From branded footwear, apparel and personal care products to watches, fragrances and alcohol, fakes exist in almost all categories.
When Suraj Daspattnaik, a resident of Kolkata, booked a Titan watch from a prominent e-commerce website, he wasn’t aware that a long battle was about to commence. The 28-year-old had purchased a men’s watch from the Titan Karishma collection for around Rs 2,500 from online retailer Snapdeal in June 2017. But within four months of the purchase, the watch stopped functioning. He took it to the Titan showroom, along with the guarantee card and invoice, but the shop attendant, after examining the watch, declared it to be a fake. “I wrote to Snapdeal about what the Titan showroom people told me, to which the online site responded that I would have to get the same in writing,” says Daspattnaik. He went back to the Titan showroom in Howrah and explained his predicament. The personnel at the showroom asked him to leave the watch with them, telling him they would send it to a workshop to get it verified further. “A week later, they returned the watch and confirmed orally that it was fake. But they refused to give it to me in writing, saying there was no such company policy,” says the disgruntled customer.
Daspattnaik then registered a complaint with the Consumer Online Foundation, an online consumer redressal forum, which tried intervening, but without any success. “Snapdeal refuses to refund my money without a written confirmation from Titan. On the other hand, Titan maintains that they aren’t entitled to give me anything in writing,” says Daspattnaik, a health and security officer at a construction firm in Mumbai now. “I got transferred to Mumbai and now I don’t have the time to follow up. But I intend to take my case to a consumer court,” he says.
Daspattnaik isn’t alone.
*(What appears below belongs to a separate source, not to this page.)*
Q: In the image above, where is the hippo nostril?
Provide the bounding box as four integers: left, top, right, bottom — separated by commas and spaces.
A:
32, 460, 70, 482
In a survey conducted in April by LocalCircles, a community social media platform, as many as 38% consumers polled said they received a counterfeit product at least once in the past one year. The survey, which polled over 12,000 customers across India, mentioned 17% people being unsure of whether they received any counterfeit goods, while 45% said it had never happened with them.
“The results were a surprise, as we did not expect so many people to be affected by counterfeit goods. When 38% people say they have received counterfeit goods, it is an alarming number. It shows that e-commerce platforms are not serious about tackling this problem,” says K Yatish Rajawat, chief strategy officer, LocalCircles. In the survey, around 29% people surveyed said they received a counterfeit product from one of the leading websites.
The break-up includes Snapdeal (12%), followed by Amazon (11%) and Flipkart (6%). “When more than one-third of consumers are getting fake products, it means it’s a major problem. Our survey shows that big marketplaces are not ‘safe havens’,” adds Rajawat.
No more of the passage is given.